Os mesopotâmicos, milênios antes de nós, estavam bem menos iludidos: Ereskighal é realmente invencícel, e seu poder — o da entropia e da morte — incessante e irrefreável, agindo sobre npos a cada instante.
A dor nas costas de meu cãozinho era isso. A mordida de Ereskighal, a mesma terrível mordida que sinto em cada câimbra ou falha física da idade, nos meus já quase cinquenta anos.
Ereskhigal é impiedosa, absolutamente indiferente ao que quer que os vivos sintam ou façam, e muito superior a tudo isso. É o lado sombrio e desumano de Inana que ela própria aprende a enfrentar e assumir, e que os mesopotâmicos entendiam como uma “frieza” emocional adquirida pelo sofrimento, pelo “estupro” da terra. Na verdade Ereskighal não “odeia”. Já odiou, não odeia mais. Agora é apenas… indiferente.
Foi assim que senti o impacto da notícia evidente, de que meu cãozinho tão amado estava… envelhecendo! — assim como eu. Os sinais da velhice, nessa perspectiva, são os sinais do caminho do qual não nos podemos desviar, por mais que queiramos, porque somos arrastados por esse caminho por forças maiores que as nossas, que nos arrastam vindas de fora e de dentro de nós. São os sinais da morte vindo, porque o caminho da vida, por mais que nos iludamos, é o caminho para a morte.
Isso me assolou de uma maneira difícil de descrever. A ideia de que algum dia, necessariamente mais cedo do que o esperado, um dia no futuro que eu não poderia apagar da minha mente desde já, o meu cãozinho querido sumiria, levado do meu mundo por Ereskighal, levado do meu mundo pela morte.
6. Humano: os medos e dores da consciência do fim
Jorge Luís Borges tem um belíssimo conto chamado O imortal.
É a história de um homem em busca da imortalidade — o mesmo tema básico da lenda de Gilgamesh, que também procura por isso depois de ter vivido a terrível e angustiante morte de seu amigo inseparável, Enkidu — o forte, dócil, justo e corajoso Enkidu, com seus chifres ainda assinalando sua original e perdida integração à natureza, com sua naturalidade e pureza, meio boi meio gente, e com sua fidelidade verdadeiramente canina pelo amigo.
Enkidu, na lenda de Gilgamesh, morreu doente por castigo dos deuses no lugar de Gilgamesh, numa morte lenta e dolorosa.

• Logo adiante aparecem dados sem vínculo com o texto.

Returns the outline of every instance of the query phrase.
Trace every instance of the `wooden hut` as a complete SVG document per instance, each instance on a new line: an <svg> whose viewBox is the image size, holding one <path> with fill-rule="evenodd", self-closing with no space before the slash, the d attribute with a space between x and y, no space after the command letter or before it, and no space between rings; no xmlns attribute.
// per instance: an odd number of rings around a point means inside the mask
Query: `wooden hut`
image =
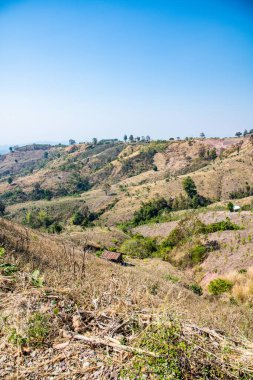
<svg viewBox="0 0 253 380"><path fill-rule="evenodd" d="M104 250L101 259L112 261L113 263L122 264L123 263L123 255L120 252L111 252Z"/></svg>

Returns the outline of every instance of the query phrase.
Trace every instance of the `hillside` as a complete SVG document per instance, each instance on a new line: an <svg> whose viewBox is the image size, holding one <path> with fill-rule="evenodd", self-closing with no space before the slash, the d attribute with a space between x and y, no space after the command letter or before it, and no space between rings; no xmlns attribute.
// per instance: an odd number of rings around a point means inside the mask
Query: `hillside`
<svg viewBox="0 0 253 380"><path fill-rule="evenodd" d="M121 267L69 241L0 227L2 378L251 378L252 344L237 338L252 338L249 309L171 282L179 273L168 263Z"/></svg>
<svg viewBox="0 0 253 380"><path fill-rule="evenodd" d="M253 378L252 158L250 137L0 156L0 377Z"/></svg>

Foi castigado por ter se aventurado ao lado desse ousado e imprudente amigo em uma luta de enfrentamento dos deuses que não era a sua — mas na qual sentia a obrigação de acompanhar o insensato companheiro a fim de aconselhá-lo, protegê-lo e ajudá-lo a todo custo… bovino, mas de fidelidade claramente canina, como já mencionei. Essa morte do amigo torna mais premente e desesperada a busca de Gilgamesh pela imortalidade, até o capítulo final, em que finalmente aceita o fato de ser humano, e não um deus… o fato de ser um mortal.
Entretanto, no conto de Borges, que é diferente, algo estranhíssimo e bem menos comovente acontece: um anticlímax ainda menos dramático que a aceitação final da mortalidade humana por Gilgamesh após tanto lutar contra a morte.
O protagonista do conto de Borges chega enfim à cidade dos “imortais” para lhes decifrar o segredo… e descobre que os imortais, curiosamente, morrem a todo momento. Morrem aqui e ali, feito moscas, só que nem se preocupam com isso. Morrem sem que isso tenha para eles a menor importância. Eles nem sequer socorrem quem esteja a caminho da morte e por acaso ainda possa ser salvo! Nada. Simplesmente ignoram a morte, que os vai levando de qualquer modo, um a um. Esta é sua “imortalidade”: a inconsciência, a inocência, a ilusão negativa, a pura e simples, chocante, negação desse evento… da morte.
O que se pretendia afinal, em qualquer uma dessas fábulas, a de Borges e a anônima sobre Gilgamesh? Algum desfecho que miraculosamente rompesse com a ordem natural das coisas no universo? Os homens morrem. É tudo.
Nesse mesmo sentido, a maldição de Dumuzi na velha lenda suméria — a maldição do lobisomem — foi muito pior que a maldição de Gugalama, o touro. E o foi por duas razões.
Em primeiro lugar porque foi injusta. Mas uma trágica injustiça que não se podia evitar perpetrar, em nome da ordem natural das coisas, a ordem de funcionamento de tudo no universo, e que encaminha cada coisa para sua morte como parte dos insuportavelmente lentos ciclos da natureza, conforme a lei da fria Ereskighal.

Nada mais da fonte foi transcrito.